Mazguła nie wytrzymał po słowach Kaczyńskiego o „jednej wielkiej rodzinie”. Jego riposta wgniata w fotel!

24 grudnia prezes Prawa i Sprawiedliwości Jarosław Kaczyński złożył Polakom świąteczne życzenia. Jesteśmy jedną wielką rodziną i chcemy nią być. Wierzę, że ta rodzina będzie częścią, ale bardzo ważną i samodzielną częścią, wielkiej europejskiej rodziny – mówił. Nie każdemu jego słowa przypadły do gustu. Jedną z takich osób jest pułkownik Adam Mazguła, który skierował na Facebooku kilka nieprzyjemnych słów w stronę lidera ugrupowania rządzącego.
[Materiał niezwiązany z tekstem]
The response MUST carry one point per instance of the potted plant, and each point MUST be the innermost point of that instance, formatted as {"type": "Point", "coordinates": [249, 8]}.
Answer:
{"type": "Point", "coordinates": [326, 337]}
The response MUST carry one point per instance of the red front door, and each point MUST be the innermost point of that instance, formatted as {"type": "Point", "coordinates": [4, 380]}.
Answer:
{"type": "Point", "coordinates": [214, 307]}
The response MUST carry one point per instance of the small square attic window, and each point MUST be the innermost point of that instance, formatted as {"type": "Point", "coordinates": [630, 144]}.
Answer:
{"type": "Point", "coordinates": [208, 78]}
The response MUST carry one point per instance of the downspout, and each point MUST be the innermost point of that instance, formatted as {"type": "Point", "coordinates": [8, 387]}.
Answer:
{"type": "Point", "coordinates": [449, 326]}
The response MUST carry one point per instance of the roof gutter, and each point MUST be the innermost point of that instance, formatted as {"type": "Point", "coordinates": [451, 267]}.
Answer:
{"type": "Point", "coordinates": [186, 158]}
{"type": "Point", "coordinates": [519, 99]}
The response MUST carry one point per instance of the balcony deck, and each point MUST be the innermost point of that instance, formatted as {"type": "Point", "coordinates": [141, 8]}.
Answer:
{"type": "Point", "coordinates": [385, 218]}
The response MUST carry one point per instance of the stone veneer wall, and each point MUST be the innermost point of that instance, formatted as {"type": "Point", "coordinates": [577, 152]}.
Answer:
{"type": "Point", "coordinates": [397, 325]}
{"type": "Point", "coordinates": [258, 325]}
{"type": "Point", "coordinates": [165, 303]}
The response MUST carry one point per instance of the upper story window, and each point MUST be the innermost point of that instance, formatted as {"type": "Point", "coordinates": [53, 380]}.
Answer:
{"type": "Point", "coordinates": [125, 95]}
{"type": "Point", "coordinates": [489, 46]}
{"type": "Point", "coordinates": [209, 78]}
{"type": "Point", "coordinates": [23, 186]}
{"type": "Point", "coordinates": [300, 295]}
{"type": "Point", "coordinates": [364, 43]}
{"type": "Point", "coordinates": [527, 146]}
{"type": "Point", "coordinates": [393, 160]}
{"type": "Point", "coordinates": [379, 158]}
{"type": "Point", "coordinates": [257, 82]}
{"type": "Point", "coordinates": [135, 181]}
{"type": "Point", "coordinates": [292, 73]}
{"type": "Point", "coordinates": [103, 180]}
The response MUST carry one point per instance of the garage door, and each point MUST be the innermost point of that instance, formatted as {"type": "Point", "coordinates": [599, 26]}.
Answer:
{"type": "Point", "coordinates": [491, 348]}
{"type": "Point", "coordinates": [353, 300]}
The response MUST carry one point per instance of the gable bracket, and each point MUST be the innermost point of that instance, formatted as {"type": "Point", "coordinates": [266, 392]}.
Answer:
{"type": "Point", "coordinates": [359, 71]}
Jakiś Jarek Kaczyński wmawia mi, że należy do mojej wielkiej rodziny. Co za bezczelność! Do mojej wielkiej rodziny rodaków należą Ci, którzy na granicy angielsko-francuskiej organizują pomoc dla Polaków uwięzionych w ciężarówkach na wiele dni, w tym święta. Jednak nie Ci, którzy teraz podszywają się pod spontaniczne inicjatywy Polaków i niezwykłe poświęcenie organizacji polonijnych. Do mojej wielkiej rodziny należą sędziowie niezłomni, uczciwi prokuratorzy i policjanci, ludzie kultury i nauki, … a nie agenci propagandy i kłamstwa „rasy panów” PiS – czytamy na wstępie jego mocnego wpisu.

Do mojej wielkiej rodziny należą przyzwoici Polacy, a nie połączeni partyjnie partacze, samotnicy, rozwodnicy i dewianci seksualni, którzy okupują kraj. Ty się Kaczyński nie podszywaj pod moją rodzinę, bo swojej nawet nie założyłeś. Nikt tak nie zniszczył mojej rodziny, mojej wiary w dobro i w Polaków, jak ten paranoiczny „zbawca” ciemnoty i partyjnego łajdactwa. Szukaj sobie gdzie indziej rodzinnych korzeni bezczelny kacyku – dodał. Jego post na portalu społecznościowym w niecałą godzinę zdobył ponad 1000 reakcji. Nie brakuje również komentarzy. Panie Pułkowniku wielki szacun za te słowa. Wszystkiego najlepszego ,oraz zdrowia na nadchodzący Nowy Rok – napisała Pani Elżbieta.